I really love the characters in this show. They are so strong, complex, and vulnerable. They may live very difficult and tragic lives, but they manage to thrive. These characters teach you that you can become a better person and that you can rise above from where you come from. They teach that that if you are in the middle of a dark time in your life, that there still is hope and that you can get through it. Most of them may die, but they will always live in your heart and soul. You end up caring for every single one of them even the ones you don’t like. Having an emotional connection really matters in musicals and the emotions hit me like a wreaking ball, but I feel the emotions in a good way including the negative emotions. The emotional nature of Les Mis is so special and I cannot describe that experience at all.
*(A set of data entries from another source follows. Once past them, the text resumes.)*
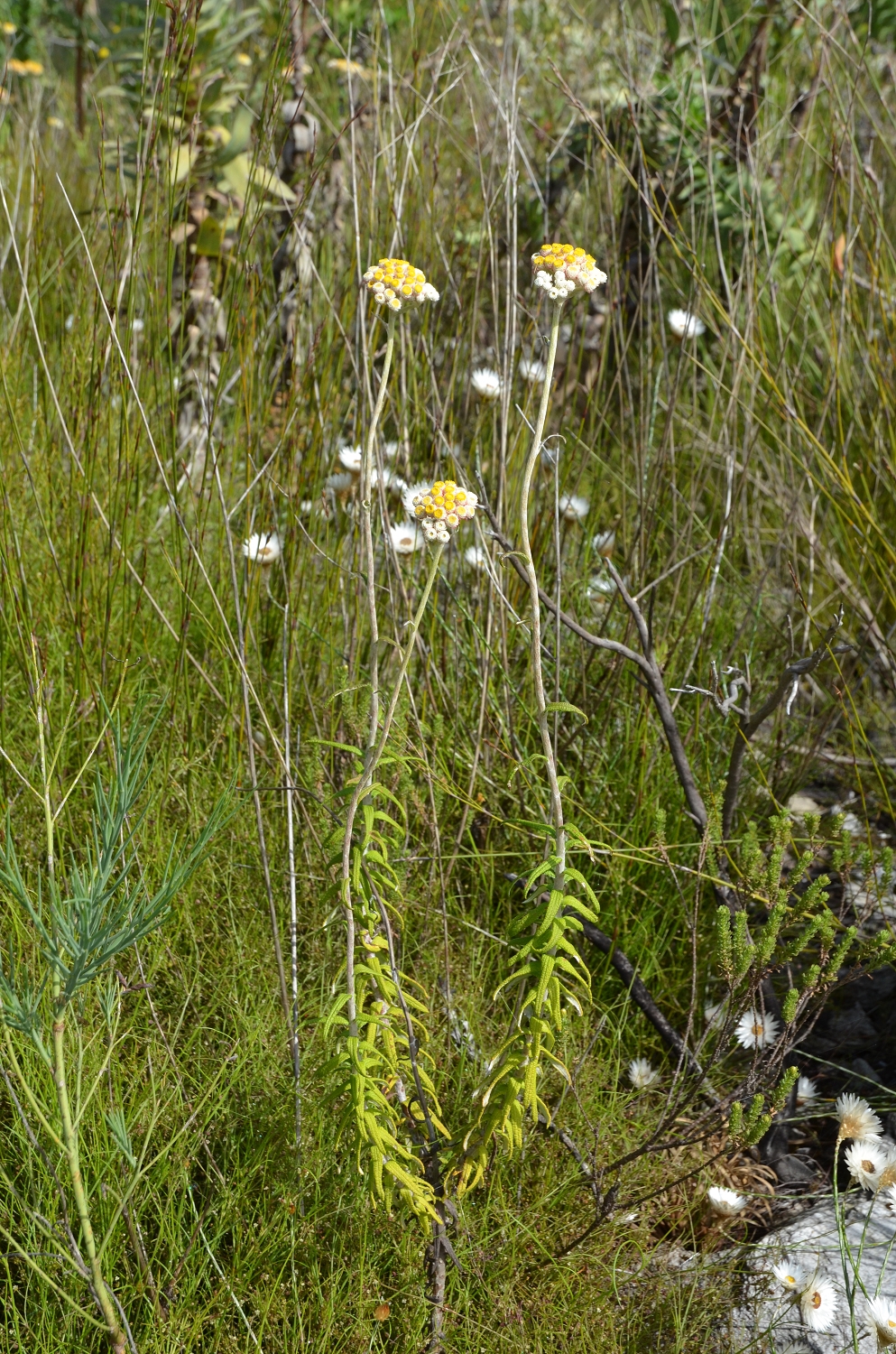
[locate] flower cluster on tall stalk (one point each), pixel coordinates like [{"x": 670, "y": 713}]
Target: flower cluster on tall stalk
[{"x": 550, "y": 971}]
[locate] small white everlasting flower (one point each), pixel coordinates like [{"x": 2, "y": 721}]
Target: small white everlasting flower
[
  {"x": 411, "y": 492},
  {"x": 684, "y": 325},
  {"x": 351, "y": 458},
  {"x": 857, "y": 1118},
  {"x": 574, "y": 506},
  {"x": 806, "y": 1090},
  {"x": 866, "y": 1161},
  {"x": 394, "y": 282},
  {"x": 560, "y": 270},
  {"x": 790, "y": 1278},
  {"x": 533, "y": 371},
  {"x": 882, "y": 1319},
  {"x": 406, "y": 538},
  {"x": 817, "y": 1304},
  {"x": 642, "y": 1074},
  {"x": 755, "y": 1031},
  {"x": 727, "y": 1202},
  {"x": 263, "y": 549},
  {"x": 486, "y": 384}
]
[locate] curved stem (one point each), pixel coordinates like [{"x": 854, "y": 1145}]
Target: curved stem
[
  {"x": 367, "y": 477},
  {"x": 365, "y": 780},
  {"x": 557, "y": 802}
]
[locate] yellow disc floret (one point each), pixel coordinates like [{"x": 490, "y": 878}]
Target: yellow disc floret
[
  {"x": 393, "y": 281},
  {"x": 560, "y": 268},
  {"x": 443, "y": 508}
]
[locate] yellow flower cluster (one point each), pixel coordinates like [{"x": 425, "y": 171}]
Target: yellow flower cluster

It is such an epic story. I don’t know how to describe its epic quality. As far as I know, it takes place during a time span of seventeen years. When time passes, you are always introduced to a brand new character. The story is so complex and I always find myself discovering something new about either the characters or the emotions. It has the conflict between Valjean and Javert, the tragic tale of Fantine, the love triangle between Marius, Cosette, and Eponine, and the June Rebellion of 1832. One of the most clever things about the storyline is that it is full of coincidences, which is what connects the characters.

So, what your thoughts on Les Mis? Why do you think this tragic and inspirational musical  is so successful?